Good old sex

Modern Maturity -- the largest-circulation magazine in America -- gets sexier as the baby boomers realize that 50 isn't old after all.

Sep 1, 1999 | At the end of his novel "Breakfast of Champions," Kurt Vonnegut liberated his characters, as if (in his analogy) he were Lincoln freeing the slaves. As the author sails off, turning somersaults in the void, the aged sci-fi writer Kilgore Trout runs after him shouting, "Make me young, make me young, make me young!" Many magazines seem to believe that their readers have the same fervent wish, and repay them with stories on cosmetic surgery and "Dawson's Creek." It is young people, after all, who are having all the fun, drinking all the Chai, coupling in the corners while taking the odd moment out to answer a reporter's lame questions via e-mail. All you old crones and geezers (hey, the baggy shorts and turned-around baseball cap really isn't working, bud) can only recall those bygone days of lust and ardor, and stew. (Easy on the salt.) Kids rule; seniors drool.

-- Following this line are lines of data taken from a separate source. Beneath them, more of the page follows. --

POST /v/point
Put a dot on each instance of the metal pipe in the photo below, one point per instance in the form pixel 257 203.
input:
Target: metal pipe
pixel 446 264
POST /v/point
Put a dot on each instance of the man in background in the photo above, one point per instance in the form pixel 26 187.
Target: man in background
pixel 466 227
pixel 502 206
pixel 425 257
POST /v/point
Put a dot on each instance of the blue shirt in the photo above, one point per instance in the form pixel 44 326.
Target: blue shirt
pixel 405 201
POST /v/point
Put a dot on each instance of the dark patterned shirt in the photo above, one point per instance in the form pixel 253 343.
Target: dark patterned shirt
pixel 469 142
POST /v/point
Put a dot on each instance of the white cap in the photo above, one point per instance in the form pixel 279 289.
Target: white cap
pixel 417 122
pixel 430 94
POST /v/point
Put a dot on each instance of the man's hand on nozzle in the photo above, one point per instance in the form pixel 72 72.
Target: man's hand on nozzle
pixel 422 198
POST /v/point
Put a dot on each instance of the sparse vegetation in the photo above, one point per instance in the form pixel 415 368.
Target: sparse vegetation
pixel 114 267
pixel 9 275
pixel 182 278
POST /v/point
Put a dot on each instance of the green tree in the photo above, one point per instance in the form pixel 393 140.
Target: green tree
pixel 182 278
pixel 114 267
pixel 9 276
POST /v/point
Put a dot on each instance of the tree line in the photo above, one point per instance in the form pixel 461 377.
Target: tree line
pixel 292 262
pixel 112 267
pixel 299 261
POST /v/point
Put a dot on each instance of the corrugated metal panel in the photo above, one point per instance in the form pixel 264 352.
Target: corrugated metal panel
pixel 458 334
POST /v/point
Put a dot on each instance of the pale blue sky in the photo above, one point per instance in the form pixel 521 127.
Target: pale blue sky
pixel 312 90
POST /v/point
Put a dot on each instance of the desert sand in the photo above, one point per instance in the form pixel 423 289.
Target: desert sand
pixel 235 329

So when the AARP publication Modern Maturity released its study on sex among the elderly last month, the press treated it as a man-shags-dog story. The sound bite -- more than half of Americans over 45 are satisfied with their sex life, thanks -- was chewy and counterintuitive, and provided a warm chuckle for the helmet-haired anchors at the end of the local news. But it glossed over the study's sharper truth: that a "partner gap" among men and women over 75 keeps many of them celibate. That, however, is a bummer -- and the spin the magazine wanted to put on the news was evident in its choice of cover girl Susan Sarandon to illustrate the accompanying feature, "Who's Sexy Now."

"When we talked about picking the sexiest we looked at people who were comfortable with being who they are, not necessarily the Goldie Hawns of the world, who are trying to look 22," says editor in chief Hugh Delahanty. Sarandon, 52, certainly has the natural look -- but she also evokes fond feelings for nearly anyone who grew up in the '60s, whether they first noticed her in "Joe" or doing the Time Warp in "The Rocky Horror Picture Show." And that, according to Delahanty (a mere 50 himself), was at least part of the idea. The AARP (formerly the American Association of Retired Persons -- the group now prefers the acronym alone since so many of its members are working) boasts more than 32 million members over the age of 50 and doesn't need glasses to see the approaching tsunami of baby boomers; it's waxing its surfboard as we speak. "You know how when baby boomers turned 40, all of the sudden 40 wasn't so old anymore?" says Delahanty. "I think with 50 you're going to see the same thing." Indeed, Sarandon (who did not pose for the cover but approved the use of her image) ordered extra copies for her friends, and a number of older stars called to ask why they didn't make the list.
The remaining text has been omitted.